Memiliki hak otonomi khusus yang sama seperti Irlandia pertanyaannya, mengapa Aceh tidak ada upaya yang sama untuk itu. Tidak mesti persoalan geografis dan regionalisme ekonomi, bisa saja Aceh menggunakan UUPA/Qanun-nya dengan mengakumulasi beberapa problem utama Aceh serta menuangkan dan memformulasikannya dalam Hukum.
Proposisi yang kedua, di Nordik terkumpul beberapa negara seperti Finlandia, Swedia, Norwegia, Denmark dan Islandia.
Negara-negara tersebut mempunyai desain negara kesejahteraan yang sangat hebat. Mereka meningkatkan pajak progresif dengan mencekik kapitalisme, menciptakan sistem tripartit yaitu sistem yang terkoordinasi antara Pemerintah, korporat dan buruh sehingga tidak menciptakan sistem yang anarki dan terbuka untuk apapun data.
Sistem tripartit ini mengakumulasikan pajak yang cukup besar yang memampukan negara mensubsidi buruh dan masyarakatnya dalam jaminan sosial meliputi pendidikan, kesehatan, jaminan hari tua, yang bahkan pengangguran pun mendapatkan gaji.
Keberhasilan negara-negara Nordik mendamaikan kapitalisme dan buruh ini diabadikan oleh Sosiolog Denmark Gosta esping andersen dalam bukunya yang berjudul “The three world of welfare capitalism”
Aceh memiliki populasi yang relatif sama dengan negara-negara Nordik. Dengan populasi sekecil ini, di stimulus oleh dana otsus triliunan lalu mengapa Aceh tidak mampu melakukan manuver seperti itu?

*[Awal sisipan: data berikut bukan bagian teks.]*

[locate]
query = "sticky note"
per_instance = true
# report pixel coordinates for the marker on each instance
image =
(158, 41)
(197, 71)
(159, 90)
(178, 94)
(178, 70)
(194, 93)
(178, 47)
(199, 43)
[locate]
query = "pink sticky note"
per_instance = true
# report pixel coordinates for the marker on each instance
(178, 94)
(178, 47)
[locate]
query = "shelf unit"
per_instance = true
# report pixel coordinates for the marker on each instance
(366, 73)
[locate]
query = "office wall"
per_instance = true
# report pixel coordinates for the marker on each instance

Apakah ada obstacle besar untuk mewujudkan Aceh setara negara-negara Nordik?
Saya tidak menganggap Aceh itu benar-benar miskin walau statistik berkata demikian sekalipun. Karena bicara realitas tidak selalu bisa di kuantifisir oleh per-angka-an. Dan pun saya tidak menganggap otsus itu sebagai significant predictor kemajuan. Masyarakat modern memang demikian selalu berkubang dalam rasio dan data alih-alih kenetralan namun tidak punya alternatif pemikiran yang lain.
Perjanjian Plaza yang dilakukan beberapa negara sekutu cukup membuat para ekonom barat terkejut. Pisau paradigma ekonomi barat mengalami kemandulan eksplanasi untuk menjelaskan keadaan Jepang yang tetap stabil pasca intervensi keuangan/depresiasi secara sengaja terhadap dollar yang dilakukan di hotel Plaza, Prancis.
Pemimpin yang tidak MEMBACA itu sangat BERBAHAYA sebenarnya, ia tidak pernah belajar dari sejarah, tidak punya stok planning dalam upaya replikasi pembangunan ekonomi politik yang baik. Mahatma gandhi adalah contoh upaya pembangunan ekonomi bersifat buttom up. Andai otsus digunakan dengan master plan dan planning function cukup baik, tidak ada budaya hedonis birokrasi serta supremasi UUPA layaknya Irlandia. Mungkin Aceh akan segemilang negara-negara Skandinavia.
Kita semua sangat berharap agar pemerintah Aceh beserta DPRA mempunyai roadmap kerja yang bagus dan tidak hanya menghasilkan kebijakan publik yang bersifat kosmetik atau temporer melainkan kebijakan yang bersifat sustainable development.